Abstract
A 16-year-old, Caucasian girl presented with sudden-onset pleuritic chest pain (CP), vomiting and shortness of breath. Nil past medical history; nil medications; nil trauma/ surgery.
She was tachycardic, tachypnoeic and apyrexial with oxygen saturations >96% on air. There was significant right-sided facial and neck swelling. Chest palpation demonstrated crepitations suggesting subcutaneous emphysema (SE).
Urinalysis was negative. Laboratory tests revealed leucocytosis and neutrophilia.
Chest X-Ray: SE.
CT Thorax: extensive gas within mediastinal cavity tracking along great vessels and within subcutaneous tissues with left, apical pneumothorax. Two air-filled tracts communicating between oesophagus and mediastinal cavity, ∼2cm from gastro-oesophageal junction, indicated oesophageal rupture.
Conservative management included IV Fluids, antibiotics and feeding via total parenteral nutrition. After 1-week, oral water-soluble-contrast was administered. Subsequent imaging showed no evidence of extra-luminal extravasation and she was discharged.

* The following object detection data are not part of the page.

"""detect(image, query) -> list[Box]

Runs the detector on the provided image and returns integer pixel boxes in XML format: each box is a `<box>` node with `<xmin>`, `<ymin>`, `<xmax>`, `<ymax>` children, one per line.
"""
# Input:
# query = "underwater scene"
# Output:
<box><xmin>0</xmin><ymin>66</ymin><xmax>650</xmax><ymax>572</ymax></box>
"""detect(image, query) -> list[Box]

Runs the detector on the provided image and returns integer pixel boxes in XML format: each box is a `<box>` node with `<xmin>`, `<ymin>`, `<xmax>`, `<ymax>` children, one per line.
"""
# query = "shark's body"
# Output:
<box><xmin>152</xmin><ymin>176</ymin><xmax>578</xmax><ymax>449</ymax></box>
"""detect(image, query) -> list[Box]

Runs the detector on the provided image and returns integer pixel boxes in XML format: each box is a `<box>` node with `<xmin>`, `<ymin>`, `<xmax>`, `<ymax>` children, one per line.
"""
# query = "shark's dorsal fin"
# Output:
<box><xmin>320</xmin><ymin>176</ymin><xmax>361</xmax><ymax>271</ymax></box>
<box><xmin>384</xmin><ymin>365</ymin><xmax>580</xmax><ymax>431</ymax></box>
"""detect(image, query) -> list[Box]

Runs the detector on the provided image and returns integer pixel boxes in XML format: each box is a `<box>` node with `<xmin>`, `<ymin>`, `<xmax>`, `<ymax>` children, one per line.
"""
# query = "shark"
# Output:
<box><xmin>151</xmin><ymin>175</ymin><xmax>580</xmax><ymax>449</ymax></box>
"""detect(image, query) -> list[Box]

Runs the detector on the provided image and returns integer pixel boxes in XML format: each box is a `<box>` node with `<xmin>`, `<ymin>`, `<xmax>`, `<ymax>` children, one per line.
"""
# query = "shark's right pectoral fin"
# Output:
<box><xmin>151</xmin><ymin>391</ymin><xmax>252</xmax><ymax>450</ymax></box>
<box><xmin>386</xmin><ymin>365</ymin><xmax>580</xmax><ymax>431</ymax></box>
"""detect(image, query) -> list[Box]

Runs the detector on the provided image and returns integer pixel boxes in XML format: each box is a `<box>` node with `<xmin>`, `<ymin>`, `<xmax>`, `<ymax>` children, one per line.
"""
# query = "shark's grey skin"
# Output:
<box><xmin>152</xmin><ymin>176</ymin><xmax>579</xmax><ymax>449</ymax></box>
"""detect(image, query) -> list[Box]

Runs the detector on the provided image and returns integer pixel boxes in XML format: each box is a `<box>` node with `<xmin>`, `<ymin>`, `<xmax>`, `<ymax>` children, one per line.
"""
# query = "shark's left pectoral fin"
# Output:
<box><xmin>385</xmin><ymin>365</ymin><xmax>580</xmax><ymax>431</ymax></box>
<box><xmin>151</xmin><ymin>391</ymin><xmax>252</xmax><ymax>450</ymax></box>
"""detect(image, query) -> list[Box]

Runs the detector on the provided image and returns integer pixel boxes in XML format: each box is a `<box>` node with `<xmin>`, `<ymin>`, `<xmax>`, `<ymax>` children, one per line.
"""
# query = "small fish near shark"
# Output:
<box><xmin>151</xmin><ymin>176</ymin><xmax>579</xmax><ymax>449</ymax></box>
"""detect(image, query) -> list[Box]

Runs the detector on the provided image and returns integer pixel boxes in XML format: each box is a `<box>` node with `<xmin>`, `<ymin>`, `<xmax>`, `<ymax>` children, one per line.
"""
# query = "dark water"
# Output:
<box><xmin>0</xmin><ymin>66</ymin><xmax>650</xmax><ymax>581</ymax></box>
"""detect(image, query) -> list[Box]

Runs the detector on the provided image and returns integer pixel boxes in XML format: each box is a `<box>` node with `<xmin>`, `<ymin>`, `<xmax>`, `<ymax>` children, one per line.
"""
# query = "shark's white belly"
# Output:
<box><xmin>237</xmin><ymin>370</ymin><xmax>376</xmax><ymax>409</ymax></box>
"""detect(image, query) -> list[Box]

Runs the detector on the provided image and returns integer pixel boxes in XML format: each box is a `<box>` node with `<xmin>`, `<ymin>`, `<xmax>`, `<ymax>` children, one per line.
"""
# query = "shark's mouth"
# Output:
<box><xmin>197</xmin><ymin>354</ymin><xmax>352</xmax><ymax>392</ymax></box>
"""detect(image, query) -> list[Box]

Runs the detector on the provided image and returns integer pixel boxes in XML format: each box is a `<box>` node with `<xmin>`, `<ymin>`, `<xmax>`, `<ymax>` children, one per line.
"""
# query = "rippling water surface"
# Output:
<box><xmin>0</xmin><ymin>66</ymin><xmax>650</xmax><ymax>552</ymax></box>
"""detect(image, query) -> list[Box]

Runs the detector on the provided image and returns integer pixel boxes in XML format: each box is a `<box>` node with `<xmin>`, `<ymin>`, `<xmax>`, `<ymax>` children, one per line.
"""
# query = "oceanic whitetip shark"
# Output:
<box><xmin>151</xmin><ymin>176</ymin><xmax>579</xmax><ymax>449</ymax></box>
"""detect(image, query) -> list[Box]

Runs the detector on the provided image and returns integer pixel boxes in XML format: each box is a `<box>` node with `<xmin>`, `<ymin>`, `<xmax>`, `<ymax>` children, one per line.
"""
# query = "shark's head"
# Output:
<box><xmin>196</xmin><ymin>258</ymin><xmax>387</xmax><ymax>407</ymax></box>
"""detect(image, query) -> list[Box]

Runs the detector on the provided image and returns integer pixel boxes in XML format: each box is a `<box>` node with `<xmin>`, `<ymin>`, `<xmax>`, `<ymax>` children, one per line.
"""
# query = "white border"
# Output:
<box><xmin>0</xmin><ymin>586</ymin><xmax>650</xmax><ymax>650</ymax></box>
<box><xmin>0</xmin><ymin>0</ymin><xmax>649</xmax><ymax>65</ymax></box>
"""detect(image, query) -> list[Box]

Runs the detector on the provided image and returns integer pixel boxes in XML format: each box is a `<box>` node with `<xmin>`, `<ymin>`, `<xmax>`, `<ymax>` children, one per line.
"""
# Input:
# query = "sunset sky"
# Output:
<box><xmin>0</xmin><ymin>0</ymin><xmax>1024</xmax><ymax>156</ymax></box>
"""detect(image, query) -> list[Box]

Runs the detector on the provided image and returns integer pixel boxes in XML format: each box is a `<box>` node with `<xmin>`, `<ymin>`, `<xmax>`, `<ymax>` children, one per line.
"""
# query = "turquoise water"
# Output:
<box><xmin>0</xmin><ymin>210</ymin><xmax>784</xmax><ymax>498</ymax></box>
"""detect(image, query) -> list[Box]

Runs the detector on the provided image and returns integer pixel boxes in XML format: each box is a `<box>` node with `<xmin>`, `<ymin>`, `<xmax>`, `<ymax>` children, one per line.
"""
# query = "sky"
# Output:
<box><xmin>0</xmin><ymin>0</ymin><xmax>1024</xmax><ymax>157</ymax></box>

At 4-week follow-up, normal dietary intake was re-established with no complications.
Discussion
Boerhaave’s syndrome (BS) (described by Dutch physician Herman Boerhaave in 1724) is the phenomenon of spontaneous oesophageal perforation. The underlying mechanism is due to a sudden rise in intra-luminal pressure against a closed glottis resulting in barotrauma. BS in adolescents remains a rare entity with a paucity of reported cases. Mackler’s triad describes the classical presentation comprising vomiting, CP and SE. Non-specific presentation may delay diagnosis and a high clinical index of suspicion is required. CT thorax and water-soluble-contrast studies are diagnostic. Timing of presentation, complications and haemodynamic status dictate conservative or surgical management approach. BS carries a 20-40% mortality, and must be included in differential diagnoses of adolescents presenting with vomiting and CP.